There was another time we had lunch and after it he took me around to his house

in the Golden Holden, because he wanted to do extensions and wasn’t sure what

was going to happen to the real estate market in Canberra and interest rates,

and perhaps I had a view on whether he should sell or renovate. It was by no

means the last of my memorable dining engagements with Paul. I miss them, and

I’m sure many others do too.

Now Paul was a bit of a tariff man and that meant he didn’t altogether approve

of my economic policy. You will see in one of his speeches in this book that

he had a shot at me in a speech to a Gold Miners’ dinner. Well, the gold price

today is around US $295 and if you sold at $355 per ounce that is $60 per ounce

better than the market and there are a lot of ounces in 167 tonnes, not to say

the compound earnings over the last 5 years. But the infuriating thing is that

the way he tells the story you could nearly be led to believe it all happened

the way he said it did. He could get you in. And he would not have had to try

too hard at that audience. Which made him very good and very dangerous.
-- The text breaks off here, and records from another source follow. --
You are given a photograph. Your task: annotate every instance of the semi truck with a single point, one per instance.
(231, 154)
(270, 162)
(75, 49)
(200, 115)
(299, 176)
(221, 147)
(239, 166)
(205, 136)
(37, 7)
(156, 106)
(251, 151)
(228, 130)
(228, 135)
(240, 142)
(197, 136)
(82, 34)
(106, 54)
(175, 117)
Michael Kinsley, an American political analyst, is responsible for saying,

“A gaffe occurs not when a politician lies, but when he tells the truth.”

Paul was always probing for gaffes. What is Australia’s GDP he would ask. And

you knew you had seen a yorker bowled on middle stump.

One of my favourite political writers, Peggy Noonan, says modern political

journalism is a protection racket. She quoted veteran Washington journalist

Robert Novak telling an assistant: “in this town you’re either a source

or a target.” Peggy says this means:- you talk or you die.

Well, we talk and we die. And in between, live and love and make mistakes and

do some good. And our lives interweave in all sorts of interesting ways. At

least Paul’s untimely death meant that his friends and colleagues got the chance

to reflect on his life, to remember him at the peak of his powers and to write

this memoir. Perhaps too, we all got the chance to reflect a bit on our lives.

And I hope that is for the better.

And the Press Award that is to be inaugurated in Paul’s name will, I hope,

be prestigious. And young journalists will sit at the `Charcoal’ discussing

how many Lynehams they have left in them. And remember how human they are –

we are – and what goes to make a better political culture.